Doit-on payer son loyer?

Les deux ordonnances des 25 mars 2020 ne permettent aux professionnels et commerçants  éligibles que le seul REPORT des loyers et ce, pour une durée allant jusqu’au 24 juin voire au 24 juillet 2020.

En aucun elles ne consentent une annulation de ceux-ci.

Les conditions pour bénéficier d’un tel report de paiement de paiement des loyers sont les suivantes :ne pas être en état de cessation des paiements, une perte de CA de plus de 50 % en mars 2020 par rapport à mars 2019, un début d’activité avant le 1er février 2020, un effectif inférieur ou égal à 10 salariés, un CA <1 million d’euros, une rémunération du dirigeant d’un maximum de 60000 euro.

Les loyers ne sont pas effacés et les bailleurs pourront assigner en paiement et faire jouer la clause résolutoire dès la fin de l’état d’urgence si la dette n’est pas payée, c’est à dire dès cet été.

En revanche les preneurs n’encourent aucune sanction financière du fait du non-paiement des loyers et charges pendant cette période, courant du 12 mars au 24 juin ou 24 juillet. Autrement dit, ni intérêts, ni clauses pénales ni  dommages intérêts ne pourront être mis à la charge des locataires.

Pourra- t -on obtenir postérieurement une annulation des loyers dus pendant la période dite « d’urgence »?

Pourquoi pas.

Au par cas, pourront être étudiés et soulevés des moyens de droit commun pour faire annuler la dette locative des professionnels et commerçants en difficultés avec des interrogations énormes sur la position que prendront les juges.

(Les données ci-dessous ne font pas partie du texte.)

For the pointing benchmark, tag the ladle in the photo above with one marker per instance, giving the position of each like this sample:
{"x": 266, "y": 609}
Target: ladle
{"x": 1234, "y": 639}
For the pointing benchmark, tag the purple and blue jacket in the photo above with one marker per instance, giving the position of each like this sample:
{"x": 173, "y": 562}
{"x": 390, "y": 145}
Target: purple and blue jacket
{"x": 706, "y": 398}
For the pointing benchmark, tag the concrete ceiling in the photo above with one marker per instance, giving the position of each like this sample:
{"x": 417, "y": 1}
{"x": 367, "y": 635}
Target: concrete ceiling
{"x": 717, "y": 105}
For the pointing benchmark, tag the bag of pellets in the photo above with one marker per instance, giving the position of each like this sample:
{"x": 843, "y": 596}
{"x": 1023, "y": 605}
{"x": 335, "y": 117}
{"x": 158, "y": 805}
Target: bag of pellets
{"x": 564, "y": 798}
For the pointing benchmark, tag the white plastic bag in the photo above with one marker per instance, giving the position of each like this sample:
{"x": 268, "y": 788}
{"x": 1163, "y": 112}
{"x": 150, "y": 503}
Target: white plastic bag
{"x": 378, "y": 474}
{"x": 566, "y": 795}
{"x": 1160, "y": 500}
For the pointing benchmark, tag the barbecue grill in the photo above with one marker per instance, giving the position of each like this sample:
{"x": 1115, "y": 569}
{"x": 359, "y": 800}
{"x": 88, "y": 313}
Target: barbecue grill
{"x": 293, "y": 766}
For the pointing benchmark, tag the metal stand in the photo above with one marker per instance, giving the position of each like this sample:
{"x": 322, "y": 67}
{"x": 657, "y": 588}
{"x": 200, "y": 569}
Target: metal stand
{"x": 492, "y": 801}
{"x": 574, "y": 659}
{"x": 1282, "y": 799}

  • La force majeure de l’article 1218 du code civil: il faudra convaincre les juges qui considèrent jusqu’alors que le débiteur d’une somme d’argent ne peut invoquer la force majeure.
  • Le manquement du bailleur à l’obligation de délivrance visée à l’article 1719 du code civil. Dans ce cas, le manquement n’est pas le fait du bailleur mais celui d’un fait extérieur (mesures gouvernementales). Le bailleur pourra alors invoquer la force majeure pour justifier l’inexécution de son obligation de délivrance.
  • L’imprévision de l’article 1195 du code civil, mais elle suppose une renégociation du contrat de bail et le preneur reste tenu du paiement des loyers pendant celle période de discussions amiables .En cas d’échec le juge saisi pourra soit réviser le contrat soit le résoudre…

Que faut-il faire?

Négocier avant tout.

Le plus sage est de faire application des ordonnances lorsqu’on est éligible.

Dans le cas contraire, entamer des discussions amiables avec son bailleur pour reporter le paiement des loyers voire diminuer le montant de celui- ci pendant la période de crise.

Les juges seront certainement, et je l’espère, dans ce contexte économique mondial sans précédent, sensibles à la bonne foi dans l’exécution du contrat, notion « pilier » de notre code civil qui doit présider dans les relations d’affaires.